Other News Materials 16 October 2007 08:23 (UTC +04:00)

( AFP ) - Japan has decided to cancel grants of up to 552 million yen (4.7 million dollars) to Myanmar over the shooting of a Japanese journalist, the foreign minister said Tuesday.

Japan has decided to cut its assistance in connection with the killing of Kenji Nagai, 50, in Myanmar last month, Foreign Minister Masahiko Komura said.

It is the first punitive action taken by Tokyo since Myanmar's junta launched its deadly crackdown on demonstrators, prompting Western-led calls for further sanctions on the military regime.

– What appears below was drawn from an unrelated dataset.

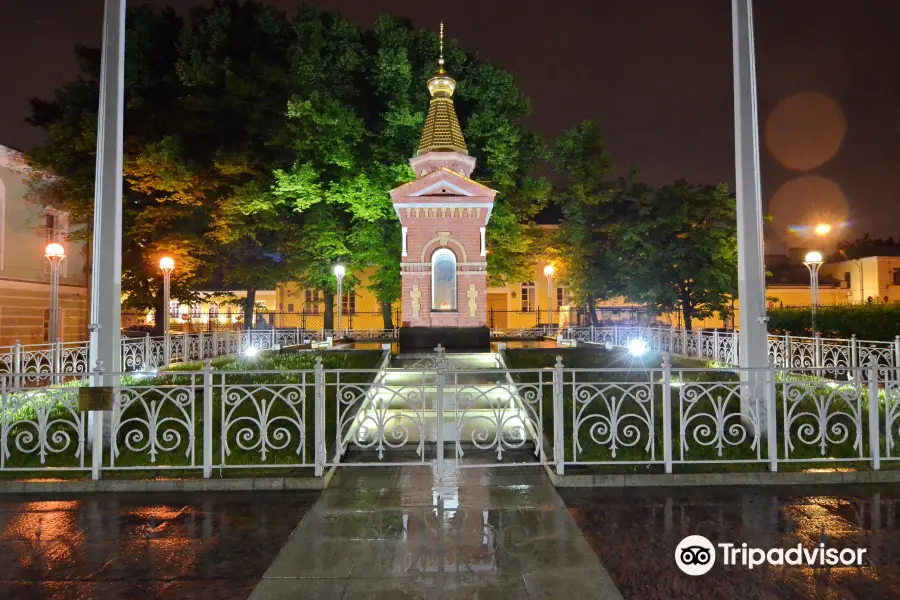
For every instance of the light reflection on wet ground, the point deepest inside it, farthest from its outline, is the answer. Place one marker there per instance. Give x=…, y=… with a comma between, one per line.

Japan, in a rare break with the United States and the European Union, has been one of the largest donors to Myanmar, although it says it only provides humanitarian aid to the country.

Japan's grants to Myanmar totalled 1.353 billion yen in the last fiscal year to March 2007.

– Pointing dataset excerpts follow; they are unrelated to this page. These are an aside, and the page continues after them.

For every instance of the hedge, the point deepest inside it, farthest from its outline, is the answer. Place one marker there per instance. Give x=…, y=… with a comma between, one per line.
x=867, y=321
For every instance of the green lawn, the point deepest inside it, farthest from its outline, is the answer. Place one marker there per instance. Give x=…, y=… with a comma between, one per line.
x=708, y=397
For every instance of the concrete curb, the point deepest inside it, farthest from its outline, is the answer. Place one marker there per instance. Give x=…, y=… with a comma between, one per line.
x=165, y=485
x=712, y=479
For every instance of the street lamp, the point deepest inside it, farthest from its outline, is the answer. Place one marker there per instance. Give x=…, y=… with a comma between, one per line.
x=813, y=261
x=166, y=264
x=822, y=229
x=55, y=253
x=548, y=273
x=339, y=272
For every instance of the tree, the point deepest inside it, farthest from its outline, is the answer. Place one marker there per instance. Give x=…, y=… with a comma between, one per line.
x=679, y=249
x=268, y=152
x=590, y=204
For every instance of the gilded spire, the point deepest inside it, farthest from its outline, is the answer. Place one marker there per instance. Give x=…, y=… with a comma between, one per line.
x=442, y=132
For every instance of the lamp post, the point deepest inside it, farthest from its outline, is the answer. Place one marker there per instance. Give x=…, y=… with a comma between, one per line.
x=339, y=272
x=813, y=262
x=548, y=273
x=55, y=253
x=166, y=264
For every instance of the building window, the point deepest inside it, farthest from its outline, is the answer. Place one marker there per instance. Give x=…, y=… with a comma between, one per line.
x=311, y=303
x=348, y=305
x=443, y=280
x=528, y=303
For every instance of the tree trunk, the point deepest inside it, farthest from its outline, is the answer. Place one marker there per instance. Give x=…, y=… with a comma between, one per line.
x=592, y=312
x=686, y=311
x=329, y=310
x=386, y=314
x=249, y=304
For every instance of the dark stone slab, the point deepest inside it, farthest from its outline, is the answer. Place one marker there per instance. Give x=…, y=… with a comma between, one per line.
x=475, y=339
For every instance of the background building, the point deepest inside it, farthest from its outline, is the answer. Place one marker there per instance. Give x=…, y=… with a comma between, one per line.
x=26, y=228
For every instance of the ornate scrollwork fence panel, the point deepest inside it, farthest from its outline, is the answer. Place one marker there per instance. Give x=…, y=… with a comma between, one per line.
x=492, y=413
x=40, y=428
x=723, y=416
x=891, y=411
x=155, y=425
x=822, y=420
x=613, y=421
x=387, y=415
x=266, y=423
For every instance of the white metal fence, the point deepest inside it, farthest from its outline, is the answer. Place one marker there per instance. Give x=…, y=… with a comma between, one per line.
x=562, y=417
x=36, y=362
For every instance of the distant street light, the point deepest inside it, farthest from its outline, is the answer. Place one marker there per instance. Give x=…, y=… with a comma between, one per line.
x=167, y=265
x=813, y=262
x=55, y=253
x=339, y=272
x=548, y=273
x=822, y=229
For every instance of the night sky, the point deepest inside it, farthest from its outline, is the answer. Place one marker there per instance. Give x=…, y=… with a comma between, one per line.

Nagai, a video journalist for Tokyo-based APF News, was killed on September 27 in Yangon as he filmed the crackdown on protesters by Myanmar's junta after demonstrations led by Buddhist monks.

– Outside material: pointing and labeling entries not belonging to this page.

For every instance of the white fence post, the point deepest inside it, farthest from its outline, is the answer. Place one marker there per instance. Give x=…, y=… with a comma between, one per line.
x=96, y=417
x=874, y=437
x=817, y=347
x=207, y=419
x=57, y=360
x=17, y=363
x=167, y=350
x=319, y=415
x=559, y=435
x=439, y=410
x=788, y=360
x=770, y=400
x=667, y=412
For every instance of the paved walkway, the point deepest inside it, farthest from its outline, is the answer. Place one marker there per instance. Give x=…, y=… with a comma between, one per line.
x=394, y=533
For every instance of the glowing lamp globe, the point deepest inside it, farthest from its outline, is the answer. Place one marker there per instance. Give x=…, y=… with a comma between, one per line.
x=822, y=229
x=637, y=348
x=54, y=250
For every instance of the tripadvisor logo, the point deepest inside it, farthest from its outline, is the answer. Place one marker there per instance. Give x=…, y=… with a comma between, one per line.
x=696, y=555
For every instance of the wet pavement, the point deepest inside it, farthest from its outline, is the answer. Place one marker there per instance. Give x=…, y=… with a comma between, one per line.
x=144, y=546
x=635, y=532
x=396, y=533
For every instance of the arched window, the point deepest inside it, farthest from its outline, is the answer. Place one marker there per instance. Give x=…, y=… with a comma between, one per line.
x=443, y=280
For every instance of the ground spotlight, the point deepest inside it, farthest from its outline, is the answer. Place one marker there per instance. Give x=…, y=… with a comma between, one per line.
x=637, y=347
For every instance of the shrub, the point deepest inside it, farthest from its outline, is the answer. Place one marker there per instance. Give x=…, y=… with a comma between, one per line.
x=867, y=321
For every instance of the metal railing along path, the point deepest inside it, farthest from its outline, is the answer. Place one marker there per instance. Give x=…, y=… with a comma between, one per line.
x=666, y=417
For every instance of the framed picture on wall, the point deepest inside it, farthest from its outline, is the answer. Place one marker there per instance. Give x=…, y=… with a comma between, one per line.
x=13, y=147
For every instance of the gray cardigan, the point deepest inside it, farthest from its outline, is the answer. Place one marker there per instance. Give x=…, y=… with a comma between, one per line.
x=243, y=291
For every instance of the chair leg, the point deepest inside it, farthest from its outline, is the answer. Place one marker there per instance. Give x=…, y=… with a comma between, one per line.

Television footage showed him apparently being shot at close range by security forces.

The cancelled grants had been intended to finance the construction of a human resources centre in Myanmar.

Japanese officials had earlier expressed caution about punishing Myanmar, fearing that the junta would not be hurt as it could still rely on economic support from China, its main ally.

Japan and China have often jostled for influence in Asia.

Japan in 2003 suspended low-interest loans for Myanmar's infrastructure projects to protest the continued detention of Nobel laureate and opposition leader Aung San Suu Kyi.